Gateway is getting down to business.
The Irvine, Calif., PC maker, which absorbed eMachines Inc. in 2004, is has been reshaping its notebook, server and desktop lines in an effort to boost sales to small and medium businesses as well as government and education customers.
“Weve said, in some respects, we are a new company…and weve been knocking out a new, aggressive product line,” said Gary Elsasser, vice president of product development at Gateway Inc.
“Thats whats showing in things like extremely long battery life—with the ability to support batteries that stick out the back of our notebooks—on mobile… to being the first to offer a 1-U, three drive, RAID-capable, redundant rack-mount [storage] server.”
Gateway is taking aim at a crowded space as SMB (small and midsize business) sales are highly sought after by PC makers.
The smaller companies tend to purchase less equipment than large corporations, which have more employees.
But given the how numerous smaller businesses are in the United States, the sheer size of the market makes it a major opportunity.
Thus heavyweights Dell Inc. and Hewlett-Packard Co. have been focusing on the space. Lenovo Group LTD., which recently acquired IBMs PC group, is also expected to mount an aggressive SMB effort.
Gateway, which ranked as the third-largest computer maker in the United States during the first quarter, will attempt to thwart them all by being more agile.
It has quickly moved to new designs, jumping on BTX (balanced technology extended) chassis for its desktops and adding new features such as RAID-5 (redundant array of independent disks) to its storage server line.
It plans to offer BTX chassis, which are quieter and better at removing heat from fast processors and graphics cards, top-to-bottom on its business line.
Gateway is also already making room for future generations of wireless networking technology in its notebooks, Elsasser said.
This week, Gateway rolled out its M250 notebook. The 4.8-pound machine offers a 14-inch WXGA resolution wide-angle display and a full-size keyboard. It starts at about $850 when fitted with Intels 1.4GHz Celeron M 360 chip, 256MB of RAM, a 40GB hard drive and a combination CD-RW-DVD-ROM drive.
Its price rises to just under $1,270 when fitted with a 1.6GHz Pentium M 730.
It also launched the Gateway 9715, a rack-mount server capable of harboring up to four of Intels latest 64-bit-capable Intel Xeon MP processors, for a starting price of $3,999.
Two new storage servers, the 9315 and the 9415, accompany them.

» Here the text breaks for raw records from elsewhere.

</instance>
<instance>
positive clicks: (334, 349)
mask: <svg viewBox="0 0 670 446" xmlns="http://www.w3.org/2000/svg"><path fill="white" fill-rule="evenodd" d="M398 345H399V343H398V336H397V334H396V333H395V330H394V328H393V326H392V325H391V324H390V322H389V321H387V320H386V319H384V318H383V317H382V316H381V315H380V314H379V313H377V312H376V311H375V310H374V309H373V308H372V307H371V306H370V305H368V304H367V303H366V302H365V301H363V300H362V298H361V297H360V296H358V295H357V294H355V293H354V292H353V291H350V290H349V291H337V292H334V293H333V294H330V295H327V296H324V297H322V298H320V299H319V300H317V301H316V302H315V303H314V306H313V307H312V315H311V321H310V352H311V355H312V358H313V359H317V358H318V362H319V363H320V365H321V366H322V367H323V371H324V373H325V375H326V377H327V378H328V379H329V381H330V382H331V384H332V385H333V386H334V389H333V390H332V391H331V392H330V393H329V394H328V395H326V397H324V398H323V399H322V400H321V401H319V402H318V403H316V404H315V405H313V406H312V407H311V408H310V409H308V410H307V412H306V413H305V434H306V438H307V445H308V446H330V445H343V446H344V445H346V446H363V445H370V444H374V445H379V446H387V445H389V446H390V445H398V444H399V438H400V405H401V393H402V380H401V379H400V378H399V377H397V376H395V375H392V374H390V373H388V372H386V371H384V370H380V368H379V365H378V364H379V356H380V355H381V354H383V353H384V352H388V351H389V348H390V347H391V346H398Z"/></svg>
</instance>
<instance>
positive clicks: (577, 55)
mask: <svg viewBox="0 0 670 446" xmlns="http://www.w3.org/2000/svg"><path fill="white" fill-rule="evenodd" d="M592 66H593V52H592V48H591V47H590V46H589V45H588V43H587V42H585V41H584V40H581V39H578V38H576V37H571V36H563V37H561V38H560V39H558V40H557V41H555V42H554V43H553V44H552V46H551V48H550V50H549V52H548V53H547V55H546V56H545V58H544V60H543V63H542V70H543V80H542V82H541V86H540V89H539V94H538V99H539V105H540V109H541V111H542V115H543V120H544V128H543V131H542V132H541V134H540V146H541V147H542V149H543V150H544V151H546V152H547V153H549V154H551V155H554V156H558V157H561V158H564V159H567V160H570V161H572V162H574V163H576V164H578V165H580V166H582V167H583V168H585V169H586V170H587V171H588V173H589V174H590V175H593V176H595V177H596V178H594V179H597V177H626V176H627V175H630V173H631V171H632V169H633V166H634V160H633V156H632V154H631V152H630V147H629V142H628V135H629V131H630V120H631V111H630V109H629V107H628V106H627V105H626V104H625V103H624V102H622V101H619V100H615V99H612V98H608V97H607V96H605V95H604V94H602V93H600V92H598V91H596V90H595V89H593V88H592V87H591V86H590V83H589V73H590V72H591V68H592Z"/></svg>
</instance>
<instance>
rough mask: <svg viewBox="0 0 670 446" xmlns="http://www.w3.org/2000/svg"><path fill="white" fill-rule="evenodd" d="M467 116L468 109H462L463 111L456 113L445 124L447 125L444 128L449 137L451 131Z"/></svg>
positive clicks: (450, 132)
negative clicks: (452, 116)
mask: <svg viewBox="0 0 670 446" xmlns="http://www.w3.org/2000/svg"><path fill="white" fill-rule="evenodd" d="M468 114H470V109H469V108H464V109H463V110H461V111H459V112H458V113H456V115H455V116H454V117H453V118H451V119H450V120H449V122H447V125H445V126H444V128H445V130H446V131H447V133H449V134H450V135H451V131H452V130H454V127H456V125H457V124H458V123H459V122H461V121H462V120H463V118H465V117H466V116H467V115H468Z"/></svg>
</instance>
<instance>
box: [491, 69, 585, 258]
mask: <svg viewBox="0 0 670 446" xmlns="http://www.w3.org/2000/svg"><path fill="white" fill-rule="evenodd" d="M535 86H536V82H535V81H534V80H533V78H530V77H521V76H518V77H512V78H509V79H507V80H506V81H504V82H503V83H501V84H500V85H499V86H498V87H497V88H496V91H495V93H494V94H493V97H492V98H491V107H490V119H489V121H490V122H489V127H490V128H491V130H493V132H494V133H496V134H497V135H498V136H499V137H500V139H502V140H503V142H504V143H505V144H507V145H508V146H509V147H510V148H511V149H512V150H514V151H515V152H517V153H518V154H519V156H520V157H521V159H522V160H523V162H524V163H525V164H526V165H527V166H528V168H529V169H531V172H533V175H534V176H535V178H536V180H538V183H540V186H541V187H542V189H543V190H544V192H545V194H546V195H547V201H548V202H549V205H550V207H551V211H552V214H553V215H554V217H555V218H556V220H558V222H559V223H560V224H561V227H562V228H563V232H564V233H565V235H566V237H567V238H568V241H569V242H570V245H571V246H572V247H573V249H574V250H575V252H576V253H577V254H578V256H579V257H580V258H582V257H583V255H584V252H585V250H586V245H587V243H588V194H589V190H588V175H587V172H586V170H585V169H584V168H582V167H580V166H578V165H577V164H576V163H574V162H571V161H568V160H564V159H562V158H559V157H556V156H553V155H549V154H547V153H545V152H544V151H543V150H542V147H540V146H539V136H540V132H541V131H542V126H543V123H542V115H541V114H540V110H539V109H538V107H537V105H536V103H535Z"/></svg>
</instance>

The 1U or 1.75-inch-high rack mount storage servers start at about $2,000 each. The 9415, for its part, supports RAID 5.
Gateway plans to follow them, soon, with a new tablet PC as well as a new line of E-Series desktops, which it says will more heavily emphasize security. The E-Series desktops will incorporate a security chip for encrypting files, Elsasser hinted.
At the same time, Gateway has streamlined much of its product lines and has also been using its larger mass, thanks to its acquisition of eMachines, to press suppliers for better prices. This allows it to be more aggressive on prices, he said.
Still, Gateway doesnt intend to compete for large business accounts with the likes of Dell and HP—at least not yet.
Aside from government and education, “Were definitely going to focus a lot more on small and medium businesses,” Elsasser said. “We wont be focusing on large customers immediately.”
Ultimately, the professional business represents the third leg of the stool for Gateway. The company sells numerous consumer-oriented PCs and other products, such as televisions, through retail and direct-to-consumer. Its also expanding internationally.
“Professional is our number one category. Its our number on opportunity for growth in the future,” Elsasser said.
“Retail is never easy. But we understand that business extremely well. Were taking the rest of our attention and focusing it on professional, international expansion and direct.”